«Нива» поднялась на гору, выехала к КП ГИБДД и свернула направо. Ночной город, тускло мерцая огнями сквозь дымку влажного воздуха, раскинулся под затянутым облаками низким небом.
Антонов сделал еще пару поворотов и выехал на прямую дорогу тянувшуюся параллельно Волге. От дороги в обе стороны шли ответвления к дачным массивам.
Минут через пять они свернули на дорогу перед которой висел указатель «Пансионат „Волжские берега“.
– Ну вот, почти приехали, – удовлетворенно произнес Антонов, – не хилые здесь дачки!
– А что удивляться, – Ганке сделал выразительный жест, – у моей соседки вон поп такие хоромы себе отгрохал, почти на самом кладбище.
– Это как, на кладбище? – удивился Коля.
– Им выделили там участок под строительство часовни, а он там себе еще и дом возвел, который размерами часовне почти не уступает!

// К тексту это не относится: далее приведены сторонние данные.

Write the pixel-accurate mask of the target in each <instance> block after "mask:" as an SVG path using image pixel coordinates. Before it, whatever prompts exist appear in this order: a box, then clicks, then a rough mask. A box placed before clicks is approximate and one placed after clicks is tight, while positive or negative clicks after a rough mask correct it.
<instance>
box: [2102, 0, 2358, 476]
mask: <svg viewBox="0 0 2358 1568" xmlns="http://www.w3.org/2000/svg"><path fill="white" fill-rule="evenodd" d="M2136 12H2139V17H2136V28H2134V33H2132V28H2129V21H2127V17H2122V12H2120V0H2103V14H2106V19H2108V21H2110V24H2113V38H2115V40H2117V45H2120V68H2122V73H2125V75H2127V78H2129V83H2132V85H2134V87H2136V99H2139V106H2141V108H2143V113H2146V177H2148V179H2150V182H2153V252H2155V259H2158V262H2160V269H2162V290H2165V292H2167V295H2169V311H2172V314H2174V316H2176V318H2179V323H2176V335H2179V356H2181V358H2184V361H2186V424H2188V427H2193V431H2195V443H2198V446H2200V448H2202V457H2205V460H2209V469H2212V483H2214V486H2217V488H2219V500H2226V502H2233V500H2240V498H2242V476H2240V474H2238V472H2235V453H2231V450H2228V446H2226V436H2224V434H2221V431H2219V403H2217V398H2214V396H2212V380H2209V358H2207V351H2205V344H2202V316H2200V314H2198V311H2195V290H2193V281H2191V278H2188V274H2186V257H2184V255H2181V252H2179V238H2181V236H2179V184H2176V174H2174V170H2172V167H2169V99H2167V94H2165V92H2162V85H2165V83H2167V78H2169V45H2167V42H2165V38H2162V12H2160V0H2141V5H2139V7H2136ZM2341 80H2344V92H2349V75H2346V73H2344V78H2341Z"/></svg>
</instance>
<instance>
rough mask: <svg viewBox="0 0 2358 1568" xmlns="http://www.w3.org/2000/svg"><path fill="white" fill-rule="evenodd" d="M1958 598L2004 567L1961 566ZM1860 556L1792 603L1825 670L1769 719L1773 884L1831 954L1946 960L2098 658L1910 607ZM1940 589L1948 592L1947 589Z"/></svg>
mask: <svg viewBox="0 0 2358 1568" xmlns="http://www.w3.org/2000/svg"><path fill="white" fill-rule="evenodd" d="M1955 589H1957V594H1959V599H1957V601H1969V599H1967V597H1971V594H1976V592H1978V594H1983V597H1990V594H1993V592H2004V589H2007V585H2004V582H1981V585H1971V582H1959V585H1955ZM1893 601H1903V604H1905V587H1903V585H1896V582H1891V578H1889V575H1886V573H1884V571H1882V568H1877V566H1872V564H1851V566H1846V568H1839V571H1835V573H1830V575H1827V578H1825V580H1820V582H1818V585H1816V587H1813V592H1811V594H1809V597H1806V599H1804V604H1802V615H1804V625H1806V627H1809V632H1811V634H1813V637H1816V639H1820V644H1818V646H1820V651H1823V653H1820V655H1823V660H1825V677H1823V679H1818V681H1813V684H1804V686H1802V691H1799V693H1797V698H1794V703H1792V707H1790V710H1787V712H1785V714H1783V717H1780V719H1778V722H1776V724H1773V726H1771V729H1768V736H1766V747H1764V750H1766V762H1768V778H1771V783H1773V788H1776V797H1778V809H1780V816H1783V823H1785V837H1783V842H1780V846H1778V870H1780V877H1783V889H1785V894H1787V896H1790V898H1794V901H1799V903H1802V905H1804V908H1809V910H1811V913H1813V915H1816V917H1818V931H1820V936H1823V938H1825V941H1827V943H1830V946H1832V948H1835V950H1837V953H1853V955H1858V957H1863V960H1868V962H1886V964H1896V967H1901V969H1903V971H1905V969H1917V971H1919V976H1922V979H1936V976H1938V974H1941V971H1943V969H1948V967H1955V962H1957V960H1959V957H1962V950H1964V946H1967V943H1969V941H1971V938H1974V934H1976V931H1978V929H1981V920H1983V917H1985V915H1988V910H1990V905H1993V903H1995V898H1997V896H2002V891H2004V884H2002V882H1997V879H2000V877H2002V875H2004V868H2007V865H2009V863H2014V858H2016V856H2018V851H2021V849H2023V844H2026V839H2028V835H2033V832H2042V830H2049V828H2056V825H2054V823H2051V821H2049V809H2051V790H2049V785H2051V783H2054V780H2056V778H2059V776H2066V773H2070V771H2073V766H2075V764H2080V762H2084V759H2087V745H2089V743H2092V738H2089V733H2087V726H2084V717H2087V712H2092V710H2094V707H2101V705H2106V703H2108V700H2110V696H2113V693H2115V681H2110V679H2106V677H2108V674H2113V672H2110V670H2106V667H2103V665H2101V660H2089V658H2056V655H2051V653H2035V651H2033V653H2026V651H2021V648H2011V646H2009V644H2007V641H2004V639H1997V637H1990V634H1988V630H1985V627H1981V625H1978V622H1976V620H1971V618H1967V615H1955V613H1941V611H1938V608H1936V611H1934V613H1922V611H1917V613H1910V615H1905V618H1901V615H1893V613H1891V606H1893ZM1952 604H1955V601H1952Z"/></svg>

– Удобно устроился, – ухмыльнулся Николай, – когда твой поп помрет, далеко ехать не придется! Ну уж если святые отцы, которым сам Бог велел заботиться о душах прихожан, не говоря уж о своей собственной, не стесняясь пользуются мирскими благами, то что уж говорить об этих нуворишах из правительства.
Он резко затормозил рядом с двухэтажной кирпичной дачей с мансардой, возле которой стоял милицейский «УАЗик».
– Смотри-ка, менты раньше нас успели.
– Теперь все следы своими сапожищами затопчут, – поддержал Ганке.
– Ну что, Валентиныч, отзвонимся Валандре? – Николай потянулся к телефону, установленному в машине.
– Погоди, – остановил его Ганке и, приподняв рукав куртки, взглянул на часы – давай сперва посмотрим, в чем тут дело.
* * *
«Ну, наконец-то весна! До чего же сладко ощущать ее присутствие! Я повожу ноздрями – мне мерещатся цветочные ароматы, смотрю на голые деревья, чьи узловатые стволы и причудливо изогнутые ветви таят в себе столько жизненной силы и воли к преображению! Через воронки крон, на совесть отполированные ветром, стекает на землю кипящая апрельская лазурь.
Мое сердце, опережая ход времен, как нетерпеливое дерево, покрывается почками. Дышится легко и свободно.
Шеф, как всегда после выходных «болел». Едва взглянув на его помятую, заспанную физиономию, красные глаза-щелочки, я поняла, что он провел week-end в обычном режиме «бурного возлияния». Когда я довольно вяло поинтересовалась у Мещерякова, по какому поводу всю субботу и воскресенье он «принимал на грудь», он что-то промямлил о дружеском сербском народе и агрессии Запада.